Evaluation of Hydrogel Flow into Osteoporotic Trabecular Bone: A Computational Fluid Dynamics Study

There is significant potential in the treatment of osteoporosis using hydrogels tissue scaffolds impregnated with cells, growth factors and antibiotics. However, the delivery of hydrogel into the bone is yet to be developed. Noninvasive delivery is desirable for both patients and healthcare systems. Aim: evaluate hydrogel flow mechanisms and how that can affect the bone structure as well as the impregnated cells to begin the understanding of injection delivery. Methods: hydrogel flow dynamics are investigated using a linear laminar flow computational fluid dynamics model. Three cases with different Reynold's (Re) numbers were simulated and trabecular bone wall shear stress, and hydrogel flow velocity were extracted to evaluate bone/cell damage and velocity profile.
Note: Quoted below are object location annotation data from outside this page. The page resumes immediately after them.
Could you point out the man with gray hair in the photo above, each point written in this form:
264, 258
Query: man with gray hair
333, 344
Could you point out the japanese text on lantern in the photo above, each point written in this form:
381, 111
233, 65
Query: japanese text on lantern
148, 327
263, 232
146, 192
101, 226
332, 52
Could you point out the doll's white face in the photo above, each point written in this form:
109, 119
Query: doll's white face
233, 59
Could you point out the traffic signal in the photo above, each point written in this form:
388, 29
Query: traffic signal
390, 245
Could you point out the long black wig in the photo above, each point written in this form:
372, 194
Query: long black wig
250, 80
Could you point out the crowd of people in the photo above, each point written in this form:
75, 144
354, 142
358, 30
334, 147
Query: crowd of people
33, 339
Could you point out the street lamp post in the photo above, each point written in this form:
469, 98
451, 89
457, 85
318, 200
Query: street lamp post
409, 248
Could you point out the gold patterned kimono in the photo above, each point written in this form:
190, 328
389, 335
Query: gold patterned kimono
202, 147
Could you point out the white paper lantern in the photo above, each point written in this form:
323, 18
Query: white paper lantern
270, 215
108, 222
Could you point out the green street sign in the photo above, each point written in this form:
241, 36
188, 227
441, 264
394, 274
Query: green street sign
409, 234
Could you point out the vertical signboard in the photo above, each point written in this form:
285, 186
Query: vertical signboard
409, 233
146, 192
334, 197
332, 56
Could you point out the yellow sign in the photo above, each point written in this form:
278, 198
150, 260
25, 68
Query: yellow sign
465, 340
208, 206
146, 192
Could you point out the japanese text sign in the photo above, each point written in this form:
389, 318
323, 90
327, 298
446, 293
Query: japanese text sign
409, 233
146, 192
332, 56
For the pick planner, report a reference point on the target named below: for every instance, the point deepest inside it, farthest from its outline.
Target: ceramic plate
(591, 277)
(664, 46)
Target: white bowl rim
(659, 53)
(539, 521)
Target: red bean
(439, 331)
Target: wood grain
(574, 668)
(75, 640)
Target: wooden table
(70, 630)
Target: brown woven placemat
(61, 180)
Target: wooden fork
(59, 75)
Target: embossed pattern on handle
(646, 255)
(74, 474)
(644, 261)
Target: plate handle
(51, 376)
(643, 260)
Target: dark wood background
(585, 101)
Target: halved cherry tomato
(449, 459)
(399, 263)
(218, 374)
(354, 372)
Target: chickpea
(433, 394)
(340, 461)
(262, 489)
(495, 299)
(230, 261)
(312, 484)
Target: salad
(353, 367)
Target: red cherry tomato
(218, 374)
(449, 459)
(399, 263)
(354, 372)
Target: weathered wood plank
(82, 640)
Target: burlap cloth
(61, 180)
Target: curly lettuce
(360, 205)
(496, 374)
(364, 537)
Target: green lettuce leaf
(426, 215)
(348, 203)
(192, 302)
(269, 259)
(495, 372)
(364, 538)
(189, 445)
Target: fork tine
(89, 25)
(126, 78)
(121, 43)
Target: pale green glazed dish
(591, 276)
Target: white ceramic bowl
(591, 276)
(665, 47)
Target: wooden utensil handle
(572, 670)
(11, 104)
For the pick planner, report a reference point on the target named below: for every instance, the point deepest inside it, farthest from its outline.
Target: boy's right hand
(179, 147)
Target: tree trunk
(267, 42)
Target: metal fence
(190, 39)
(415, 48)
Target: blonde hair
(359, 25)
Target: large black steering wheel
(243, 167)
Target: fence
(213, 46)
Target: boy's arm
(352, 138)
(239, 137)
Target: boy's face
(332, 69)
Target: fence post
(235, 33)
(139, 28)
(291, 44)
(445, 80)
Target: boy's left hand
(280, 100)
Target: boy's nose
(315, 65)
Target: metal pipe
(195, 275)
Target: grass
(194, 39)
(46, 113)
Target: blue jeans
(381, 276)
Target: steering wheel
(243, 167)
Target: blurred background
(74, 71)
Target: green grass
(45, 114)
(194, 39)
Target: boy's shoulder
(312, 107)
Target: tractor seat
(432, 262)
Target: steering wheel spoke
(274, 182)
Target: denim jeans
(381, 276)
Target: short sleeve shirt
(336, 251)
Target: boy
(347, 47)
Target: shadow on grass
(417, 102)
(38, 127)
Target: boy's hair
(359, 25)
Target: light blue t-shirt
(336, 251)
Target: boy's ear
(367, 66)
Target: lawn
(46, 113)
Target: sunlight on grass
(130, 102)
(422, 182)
Results: higher Re number which is proportional to higher inlet velocity is associated with higher bone wall shear stress, and hydrogel pressure. Although the shear stress and pressure do not pose any risk regarding the bone structure, the cell viability is compromised in the case of Re = 6. Conclusions: the outcome of this study provides insights that will contribute to the design of a hydrogel injection procedure. Further work is needed to improve the model to further inform hydrogel delivery mechanisms.